Antonio had undergone two surgeries to clear that scar tissue; however, since blisters and scars continued to form, they opted not to operate again while the care team explored other options.

"He really needed an alternative treatment," Sabater said. "We didn't have anything that was working."

Sabater said, in 2020, he heard from Antonio's mother that he had experienced positive outcomes through a clinical trial of a gene therapy, now known as Vyjuvek, to treat his skin condition.

Vyjuvek is a topical gel that's applied to wounds weekly by a healthcare professional, and which uses a genetically modified herpes-simplex virus type 1 vector to deliver two functional copies of COL7A1 to patients. It's designed not only to heal wounds that are present but also to prevent skin from re-blistering with sustained protein expression from redosing.

That sparked an idea for Sabater to see if the same gene therapy could treat Antonio's eye problems. He reached out to the dermatologist treating Antonio, who put him in contact with Krystal's leadership to discuss developing an alternative form of the gene therapy for the eye. Sabater said the company was enthusiastic about the idea, and he provided advice as Krystal developed and conducted preclinical research on an eyedrop formulation in the eyes of healthy mice.
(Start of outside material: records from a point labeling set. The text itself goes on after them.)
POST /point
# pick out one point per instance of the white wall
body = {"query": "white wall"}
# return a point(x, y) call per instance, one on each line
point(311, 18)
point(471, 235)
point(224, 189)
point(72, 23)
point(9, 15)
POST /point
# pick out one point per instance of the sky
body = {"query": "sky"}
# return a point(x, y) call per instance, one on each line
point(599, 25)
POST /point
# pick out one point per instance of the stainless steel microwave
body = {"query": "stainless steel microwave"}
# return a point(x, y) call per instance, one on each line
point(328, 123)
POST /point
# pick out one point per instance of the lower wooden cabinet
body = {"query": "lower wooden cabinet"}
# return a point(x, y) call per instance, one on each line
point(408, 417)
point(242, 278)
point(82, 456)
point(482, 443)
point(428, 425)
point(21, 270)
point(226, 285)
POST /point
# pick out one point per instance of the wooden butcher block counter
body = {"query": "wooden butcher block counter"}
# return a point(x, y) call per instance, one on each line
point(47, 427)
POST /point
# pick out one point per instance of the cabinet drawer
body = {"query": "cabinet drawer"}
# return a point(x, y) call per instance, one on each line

It was nearly two years from when Sabater had this idea to when the experimental gene therapy candidate was ready for use, but in August 2022, Sabater administered the eyedrop on the basis of the FDA granting expanded access, also known as "compassionate use," for Antonio. Sabater initially administered the experimental treatment to Antonio's right eye, and after seeing promising early results, in March 2023 he administered it to the patient's left eye.
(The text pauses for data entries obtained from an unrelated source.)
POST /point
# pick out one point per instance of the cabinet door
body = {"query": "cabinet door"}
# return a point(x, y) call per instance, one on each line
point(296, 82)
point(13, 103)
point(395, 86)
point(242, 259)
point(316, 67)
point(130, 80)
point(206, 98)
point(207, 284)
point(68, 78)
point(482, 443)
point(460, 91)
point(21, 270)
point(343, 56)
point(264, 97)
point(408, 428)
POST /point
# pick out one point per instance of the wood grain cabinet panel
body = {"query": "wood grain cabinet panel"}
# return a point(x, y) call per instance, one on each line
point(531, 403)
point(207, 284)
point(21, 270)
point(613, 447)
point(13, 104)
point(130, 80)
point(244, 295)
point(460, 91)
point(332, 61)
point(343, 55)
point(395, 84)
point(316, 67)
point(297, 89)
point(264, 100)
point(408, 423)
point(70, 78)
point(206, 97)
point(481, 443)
So far, investigators say that scar tissue hasn't come back and that the patient experienced full corneal healing after three months of treatment, according to results from the right eye reported in NEJM. In addition, the patient's vision in the right eye had improved to 20/25, meaning that he is able to see at 20 feet what someone with "normal" vision would be able to see at 25 feet, after eight months.

"Our data support further investigation of B-VEC in the care of patients with dystrophic epidermolysis bullosa with ocular surface involvement," the study authors wrote in the paper, although they acknowledged the limitations of the singular case study, such as not having an untreated control eye or natural history for comparison and the contributions of other adjuvant treatments. "Nonetheless, the degree of improvement that we observed was remarkable, given the lack of change in the contralateral eye."

To apply the gene therapy, Sabater surgically removed scar tissue in the eye and then administered the eyedrop, which was given to the patient three times weekly for the first two weeks, then to once a week, and then to once a month after the corneal epithelium healed. Surgery wouldn't be needed for a patient that didn't have scar tissue on the eye, Sabater noted.

"We're very excited with the results," he said. Sabater added that he's optimistic about the treatment's potential to help other patients, but he cautioned that results are "very preliminary." So far, "it's only one patient that we've treated."